Once all the ideas are out, it is usually a good idea to group similar or complementary ideas and then narrow down the field of ideas into a few of the most likely candidate solutions. Most of the time, we end up with five or less solution alternatives, which are often made up of combinations of ideas presented or “solution sets”. Eliminate the solutions that just are not feasible (can’t get material in time, cost prohibitive, etc.)

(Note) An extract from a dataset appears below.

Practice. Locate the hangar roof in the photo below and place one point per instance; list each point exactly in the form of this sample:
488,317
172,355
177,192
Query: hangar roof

Pros and Cons – As part of the ranking of different solution alternatives, I usually create a Pros and Cons table. Sometimes this is just a simple three column table with Alternatives listed in the first column, Pros in the second column, and Cons in the third column. I do the more rigorous numerical ranking of selection criteria also, but everybody seems to understand and expect the simple pros and cons table, so that is now a regular part of all my presentations to management.
Occasionally, it helps to organize the pros and cons table by selection criteria to provide a more logical presentation. For example, if cost, schedule, operator burden, and design margin are the selection criteria used to discriminate between different solutions, pros and cons related to each critieria will be presented.
Making the Recommended Decision – The process is intended to assist the team in making good risk informed decisions with a logical basis. However, after you have done your pros and cons and ranked your solutions based on the selection criteria, the numerical winner is not always the best decision. Whenever you have multiple people participating in the decision, there are pitfalls that need to be taken into account. For example, group think is a pitfall, especially when you have one dominant person in the group and others are hesitant to advocate an opposing view. Another pitfall is that once the ranking data is tallied, people may simply accept the answer. The team needs to challenge that result and understand the risks by asking “what can go wrong”? I remember once, a late-identified design change had to be made for an upcoming outage. The team presented four options and recommended the highest ranked solution. During the presentation to station management, the site VP asked, “what option kills this problem”? Meaning which option provided the most certainty that the solution would work. Well, that was the number 2 ranked option, not the one we had recommended. The final decision was to implement the originally ranked number 2 option. This design change was completed on time, and performed flawlessly when tested. While it is likely the original recommended option would have worked, the lesson here is that the team must challenge the first choice by asking questions like “what can go wrong”, “what option best kills the problem”, have we weighted the selection criteria properly, etc. Finally, once the decision is made, monitor progress and be prepared to re-assess if the design is not progressing as planned.